Friday, January 10, 2003


I love when an idea for a blog entry lands right in my fucking lap. Today I was walking to lunch and I pickeded up a copy of the recent Rhino Times, the right wing weekly rag out of Greensboro. I only read it for the column by Orson Scott Card, fiction writer. In this week's column he discusses classic books that have fallen out of favor. He mentions Uncle Tom's Cabin and Huckleberry Finn. In his discussion of Huck Finn and it's anti-racist message he mentions how he thinks the liberal use of the word 'nigger' is what is keeping it from being appreciated fully. He does put forward an idea that I found disturbing. He mentions that he thought purists who were against altering the text were over reacting. He states that "purists would scream 'censorship' and 'artistic integrity.'" He may have a point, classics have been updated to comic book forms in the past and changing a few words to get past current sensibilities may be alright. Why doesn't he do that himself? The book has long been in the public domain.

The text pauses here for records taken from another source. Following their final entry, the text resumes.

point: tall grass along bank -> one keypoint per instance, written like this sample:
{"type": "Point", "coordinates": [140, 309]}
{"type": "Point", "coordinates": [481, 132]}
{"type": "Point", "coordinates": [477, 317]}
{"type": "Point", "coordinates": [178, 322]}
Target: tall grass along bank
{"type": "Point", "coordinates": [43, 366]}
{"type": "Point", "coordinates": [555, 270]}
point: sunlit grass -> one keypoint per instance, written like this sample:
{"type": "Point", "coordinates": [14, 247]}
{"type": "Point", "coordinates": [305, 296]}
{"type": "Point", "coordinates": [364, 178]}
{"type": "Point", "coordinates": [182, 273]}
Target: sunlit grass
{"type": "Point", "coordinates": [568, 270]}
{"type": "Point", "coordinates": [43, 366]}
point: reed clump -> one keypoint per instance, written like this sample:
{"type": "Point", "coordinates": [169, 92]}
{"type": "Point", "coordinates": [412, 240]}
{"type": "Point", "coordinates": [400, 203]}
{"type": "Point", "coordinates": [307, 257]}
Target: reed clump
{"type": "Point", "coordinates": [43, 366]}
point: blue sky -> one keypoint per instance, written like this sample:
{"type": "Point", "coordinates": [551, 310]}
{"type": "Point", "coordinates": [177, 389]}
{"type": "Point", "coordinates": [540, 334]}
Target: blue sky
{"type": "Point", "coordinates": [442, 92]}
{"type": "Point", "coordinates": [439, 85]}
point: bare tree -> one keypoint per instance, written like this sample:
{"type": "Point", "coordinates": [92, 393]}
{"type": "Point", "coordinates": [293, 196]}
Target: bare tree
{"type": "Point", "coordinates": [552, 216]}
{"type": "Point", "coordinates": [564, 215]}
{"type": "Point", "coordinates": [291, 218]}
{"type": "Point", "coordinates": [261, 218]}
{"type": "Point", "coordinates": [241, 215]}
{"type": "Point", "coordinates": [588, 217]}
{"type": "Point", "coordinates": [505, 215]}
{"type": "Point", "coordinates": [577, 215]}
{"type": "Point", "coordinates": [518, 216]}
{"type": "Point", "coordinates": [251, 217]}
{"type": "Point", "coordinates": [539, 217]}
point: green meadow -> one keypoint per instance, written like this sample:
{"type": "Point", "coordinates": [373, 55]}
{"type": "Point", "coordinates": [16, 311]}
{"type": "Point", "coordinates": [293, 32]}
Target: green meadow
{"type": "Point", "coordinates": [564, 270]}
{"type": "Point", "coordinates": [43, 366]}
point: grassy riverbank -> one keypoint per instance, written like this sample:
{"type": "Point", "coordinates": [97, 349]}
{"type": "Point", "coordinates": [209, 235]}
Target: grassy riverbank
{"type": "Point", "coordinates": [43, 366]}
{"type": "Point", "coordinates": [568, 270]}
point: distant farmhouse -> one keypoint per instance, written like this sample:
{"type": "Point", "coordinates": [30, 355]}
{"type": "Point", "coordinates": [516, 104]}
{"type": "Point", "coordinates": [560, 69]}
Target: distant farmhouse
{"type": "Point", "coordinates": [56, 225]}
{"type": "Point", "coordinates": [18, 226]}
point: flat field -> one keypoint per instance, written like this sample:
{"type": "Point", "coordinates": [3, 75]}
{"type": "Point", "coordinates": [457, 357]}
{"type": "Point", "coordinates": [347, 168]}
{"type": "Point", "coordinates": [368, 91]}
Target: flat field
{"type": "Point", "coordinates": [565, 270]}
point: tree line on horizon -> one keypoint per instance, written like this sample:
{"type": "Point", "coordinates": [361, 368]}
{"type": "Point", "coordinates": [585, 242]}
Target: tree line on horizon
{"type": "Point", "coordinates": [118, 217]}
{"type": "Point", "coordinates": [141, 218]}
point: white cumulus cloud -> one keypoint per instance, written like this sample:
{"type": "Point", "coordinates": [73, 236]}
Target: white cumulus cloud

I thought about for a second and I decided that taking the offending word out of the text would be a horrible mistake. The use of the word is not gratuitous and the question is not whether or not the word is correct, as Card pointed out. It is accurate and the removal of the word lessens Jim's indignities. If you were to substitute the word 'slave' or 'black' for 'nigger' you would be elevating this country's former institution, giving it a dignity it does not deserve. What is literature but truth? Removal of one word chips away at the truthful slice of American life that Mark Twain presents to us.